Morriña, de Colin Barrett

 

 

Morriña es el segundo libro de Colin Barrett tras el memorable Glanbeigh, que ya recomendamos aquí antaño. 8 relatos, con edición de Sajalín y traducción de Ana Crespo, sobre parias irlandeses: un catálogo de hermanos pendencieros con mala reputación, chavales que toman caminos equivocados y reinciden en la delincuencia, amigas que asisten a un funeral o jóvenes salidos del hospital mientras tratan de recuperarse de una depresión como en el titulado “Quienquiera que seas, adelante”, en el que asistimos a este diálogo:

-Quiero decirte una cosa –suspiró Murt.
-Dime.
-Estar deprimido es como estar en un sueño. De hecho, tienes la sospecha de que todos los que te rodean también están deprimidos, pero no lo saben. O peor, sospechas que son aspectos de ti, manifestaciones.
-No te sigo –admitió Eileen.
-Cullen, por ejemplo –siguió Murt–. Justo esta mañana me he acordado del instituto, de lo desagradable que podía llegar a ser, y eso que no era más que una insignificante salpicadura de lefa. He pensado en lo merecido de las hostias que recibí y en Cullen, uno de los muchos chavales que me las pegaron. Y ahora me lo encuentro aquí. ¿Qué es Cullen, entonces, sino una manifestación?


Mi favorito del lote, sin embargo, se aparta de Irlanda para adentrarnos en Canadá mediante una historia que mezcla pandemia, perros, escritores y un padre enfermo. En apenas unas pinceladas el autor nos lleva a ese tiempo gris de mascarillas y restricciones en “Un zumbido bajo y persistente”:

El coche reanudó la marcha.
Advertí que la cafetería del otro lado de la calle estaba abierta, aunque había una mesa arrimada a la puerta, como una barricada. Un único empleado, con mascarilla, miraba distraídamente el móvil en aquella sala lúgubre y vacía.
No había nadie más alrededor, ningún coche en la calle.
Estábamos a finales de mayo, eran los últimos días de una primavera lluviosa marcada por la niebla. Y aunque las restricciones más severas del confinamiento se habían suavizado y la gente podía salir de casa cuando quisiera, la ciudad tenía a todas horas el mismo aire estancado y provisional, plomizo y fantasmal, que una mañana de Año Nuevo.

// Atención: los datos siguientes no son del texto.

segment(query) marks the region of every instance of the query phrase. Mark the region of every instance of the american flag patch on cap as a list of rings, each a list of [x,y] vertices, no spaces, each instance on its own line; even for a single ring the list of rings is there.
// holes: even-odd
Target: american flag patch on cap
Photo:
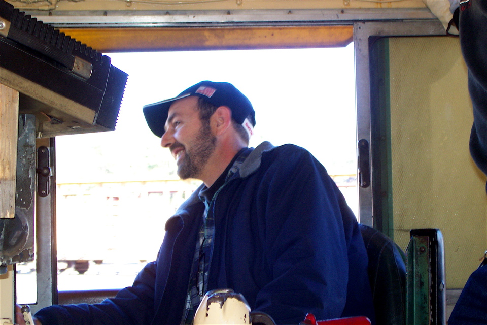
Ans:
[[[213,95],[213,94],[215,93],[215,92],[217,91],[217,89],[214,88],[212,88],[211,87],[208,87],[207,86],[201,86],[198,89],[195,91],[196,93],[200,93],[202,95],[204,95],[208,98],[210,98]]]

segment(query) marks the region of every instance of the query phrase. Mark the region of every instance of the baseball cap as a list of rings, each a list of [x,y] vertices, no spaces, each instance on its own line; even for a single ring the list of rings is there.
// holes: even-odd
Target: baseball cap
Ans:
[[[249,135],[252,135],[255,126],[255,112],[249,99],[231,83],[207,80],[191,86],[173,98],[145,105],[143,108],[144,115],[154,134],[160,138],[165,132],[164,126],[172,102],[189,96],[204,98],[219,107],[229,108],[232,111],[232,118],[242,124]],[[247,118],[249,115],[251,119]]]

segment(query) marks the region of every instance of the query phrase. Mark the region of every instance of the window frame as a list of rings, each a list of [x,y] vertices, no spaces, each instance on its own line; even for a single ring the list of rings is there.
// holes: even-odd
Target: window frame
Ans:
[[[231,47],[240,49],[262,48],[256,47],[252,40],[258,41],[257,46],[265,47],[265,43],[262,41],[269,37],[273,38],[276,42],[265,48],[325,47],[332,46],[334,44],[335,46],[342,46],[344,42],[353,41],[355,52],[357,140],[358,141],[363,139],[368,143],[369,150],[367,158],[370,162],[369,176],[371,176],[371,182],[369,184],[363,187],[358,186],[359,218],[361,223],[374,226],[376,223],[376,219],[381,217],[375,212],[376,207],[381,204],[382,199],[380,193],[374,189],[373,178],[371,177],[375,172],[375,169],[380,165],[375,162],[378,160],[376,158],[378,157],[375,156],[376,151],[374,150],[374,139],[371,132],[371,114],[373,114],[373,109],[371,103],[373,94],[371,93],[370,79],[370,44],[377,37],[443,35],[444,30],[441,23],[426,8],[356,10],[346,12],[340,9],[311,10],[293,11],[292,14],[290,13],[291,12],[288,11],[270,10],[231,13],[227,11],[174,11],[167,13],[168,15],[165,12],[54,11],[27,13],[61,29],[66,35],[101,52],[129,50],[134,51],[176,50],[181,48],[178,46],[186,46],[185,50],[222,49],[221,40],[209,43],[200,41],[196,45],[194,44],[191,45],[189,44],[190,42],[188,42],[188,39],[191,39],[188,38],[188,35],[191,32],[196,33],[192,34],[193,35],[200,32],[205,37],[208,35],[216,37],[220,35],[222,30],[226,32],[231,31],[235,33],[232,35],[238,36],[241,38],[240,42],[245,43],[239,46],[238,42],[223,44],[223,47],[226,46],[228,49],[233,48]],[[48,15],[49,14],[52,15]],[[327,39],[321,32],[327,30],[340,30],[337,32],[340,36],[338,37],[339,41],[335,39],[334,43],[333,38]],[[276,31],[279,32],[276,32]],[[318,45],[316,42],[317,31],[320,32],[319,37],[322,38]],[[243,32],[259,36],[242,37],[242,35],[245,34],[242,34]],[[156,36],[162,34],[166,36],[162,38]],[[299,36],[305,34],[305,37]],[[144,36],[143,39],[140,39],[141,35]],[[173,44],[168,45],[164,43],[177,35],[182,36],[177,38],[179,45]],[[289,41],[290,35],[293,36],[291,38],[291,44],[288,43],[285,46],[280,43],[284,42],[287,39]],[[343,35],[347,35],[347,38],[343,38]],[[143,45],[145,42],[150,44],[136,46],[139,43],[134,42],[135,38],[144,40],[141,42]],[[50,145],[53,157],[55,154],[54,139],[51,139]],[[52,184],[55,184],[53,179]],[[38,220],[51,220],[49,224],[42,226],[46,231],[51,232],[51,235],[47,237],[50,240],[55,237],[55,234],[52,233],[55,222],[55,191],[52,191],[50,197],[38,201],[39,204],[37,207]],[[38,227],[40,224],[42,223],[38,223]],[[38,236],[39,238],[44,237],[42,235]],[[44,264],[50,261],[51,266],[54,265],[55,267],[55,263],[52,263],[55,261],[55,242],[53,240],[46,245],[40,244],[38,247],[38,256],[44,256],[44,259],[38,261],[39,263]],[[55,272],[51,268],[38,267],[38,279],[43,279],[45,282],[40,286],[41,281],[38,281],[38,301],[33,306],[34,312],[57,302]],[[49,279],[48,285],[46,285],[46,279]]]

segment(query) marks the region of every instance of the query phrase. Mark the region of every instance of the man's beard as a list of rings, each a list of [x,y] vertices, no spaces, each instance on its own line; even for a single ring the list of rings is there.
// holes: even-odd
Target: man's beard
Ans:
[[[212,135],[210,125],[201,125],[199,134],[193,143],[190,144],[191,148],[185,148],[184,156],[178,166],[178,175],[180,178],[198,178],[215,151],[216,143],[216,138]]]

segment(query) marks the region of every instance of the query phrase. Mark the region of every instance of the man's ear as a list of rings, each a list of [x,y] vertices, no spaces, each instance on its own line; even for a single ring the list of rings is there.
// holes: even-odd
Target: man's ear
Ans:
[[[212,115],[210,123],[215,135],[224,133],[232,123],[232,111],[227,106],[220,106]]]

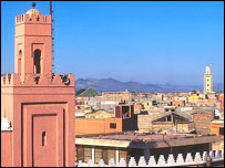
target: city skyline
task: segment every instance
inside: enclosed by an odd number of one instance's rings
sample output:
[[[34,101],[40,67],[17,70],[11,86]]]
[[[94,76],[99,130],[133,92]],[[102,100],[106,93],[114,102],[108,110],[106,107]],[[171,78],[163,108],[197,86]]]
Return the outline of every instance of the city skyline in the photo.
[[[14,49],[14,15],[31,3],[1,2],[1,73],[14,72],[14,51],[8,50]],[[213,82],[223,83],[223,4],[53,2],[53,71],[76,80],[203,85],[205,66],[213,64]],[[49,13],[47,1],[35,8]]]

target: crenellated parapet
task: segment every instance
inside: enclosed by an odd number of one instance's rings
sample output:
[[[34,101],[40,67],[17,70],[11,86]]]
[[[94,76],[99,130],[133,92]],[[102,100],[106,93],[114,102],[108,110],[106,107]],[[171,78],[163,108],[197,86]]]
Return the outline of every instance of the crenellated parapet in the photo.
[[[65,80],[69,80],[67,83]],[[1,75],[1,86],[74,86],[73,74],[35,75],[6,74]]]
[[[16,24],[21,23],[50,23],[51,24],[51,15],[42,15],[42,14],[21,14],[16,17]]]

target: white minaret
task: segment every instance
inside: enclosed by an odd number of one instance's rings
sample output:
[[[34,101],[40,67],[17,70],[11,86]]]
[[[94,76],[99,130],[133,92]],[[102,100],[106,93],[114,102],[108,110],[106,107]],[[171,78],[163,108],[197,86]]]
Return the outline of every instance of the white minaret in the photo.
[[[211,66],[205,67],[204,74],[204,94],[213,93],[213,74],[211,73]]]

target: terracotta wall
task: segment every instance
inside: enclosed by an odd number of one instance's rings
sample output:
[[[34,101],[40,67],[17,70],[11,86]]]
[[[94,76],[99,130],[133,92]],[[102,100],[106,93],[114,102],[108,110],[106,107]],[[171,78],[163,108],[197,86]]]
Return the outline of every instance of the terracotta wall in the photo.
[[[116,124],[116,128],[110,128],[111,123]],[[75,135],[115,133],[115,132],[122,132],[122,118],[75,119]]]
[[[212,123],[211,124],[211,134],[219,135],[221,127],[224,127],[223,123]]]
[[[211,134],[211,122],[213,118],[213,112],[193,114],[194,127],[197,134]]]
[[[1,167],[12,167],[12,132],[1,132]]]

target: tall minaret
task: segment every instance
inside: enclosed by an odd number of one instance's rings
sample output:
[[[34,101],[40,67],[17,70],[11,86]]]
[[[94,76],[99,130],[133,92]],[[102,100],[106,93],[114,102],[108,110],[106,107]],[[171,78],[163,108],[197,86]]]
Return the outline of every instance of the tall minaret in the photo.
[[[205,67],[204,74],[204,94],[213,92],[213,74],[211,73],[211,66]]]

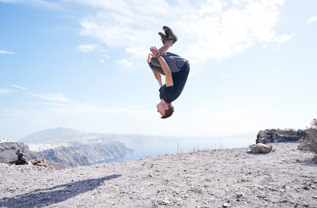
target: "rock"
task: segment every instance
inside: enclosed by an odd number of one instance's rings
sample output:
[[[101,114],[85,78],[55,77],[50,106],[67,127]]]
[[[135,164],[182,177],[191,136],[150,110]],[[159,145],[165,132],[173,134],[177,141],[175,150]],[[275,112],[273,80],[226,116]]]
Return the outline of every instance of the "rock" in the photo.
[[[161,200],[158,202],[160,205],[167,205],[170,204],[170,202],[168,200]]]
[[[222,207],[223,207],[224,208],[229,208],[231,207],[231,205],[228,203],[223,203],[223,204],[222,205]]]
[[[237,195],[237,198],[240,198],[240,197],[242,197],[244,196],[244,193],[242,192],[237,192],[236,193],[236,195]]]
[[[256,145],[250,145],[249,148],[253,153],[268,153],[272,150],[271,145],[266,145],[262,143],[258,143]]]

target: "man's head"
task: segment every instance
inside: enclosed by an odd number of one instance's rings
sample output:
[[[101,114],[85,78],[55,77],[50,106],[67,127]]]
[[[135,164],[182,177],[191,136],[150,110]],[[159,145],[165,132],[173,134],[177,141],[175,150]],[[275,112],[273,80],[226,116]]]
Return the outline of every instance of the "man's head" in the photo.
[[[161,118],[167,118],[171,116],[174,112],[174,106],[171,104],[164,104],[160,102],[157,105],[158,112],[159,113]]]

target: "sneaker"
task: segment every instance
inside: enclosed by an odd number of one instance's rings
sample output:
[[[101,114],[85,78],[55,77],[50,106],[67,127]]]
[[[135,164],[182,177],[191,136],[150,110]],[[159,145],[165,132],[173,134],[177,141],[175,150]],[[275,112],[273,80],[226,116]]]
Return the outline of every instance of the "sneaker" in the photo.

Algo que llama la atención es que todos los relatos quedan abiertos. Son finales ambiguos, como si una cámara estuviera enfocando sólo un pedazo de las vidas de unas cuantas personas en apuros y se apagase de repente, sin dejarnos ver qué les ocurrirá después. Pero el arte de Barrett consiste en que ya nos ha contado lo suficiente en las páginas previas a esos finales para que sepamos lo justo de los personajes y podamos imaginar (o no) qué ocurre al final de esas vidas suspendidas en la narración. Otro de esos libros que provocan adicción: como todos los que publica Sajalín.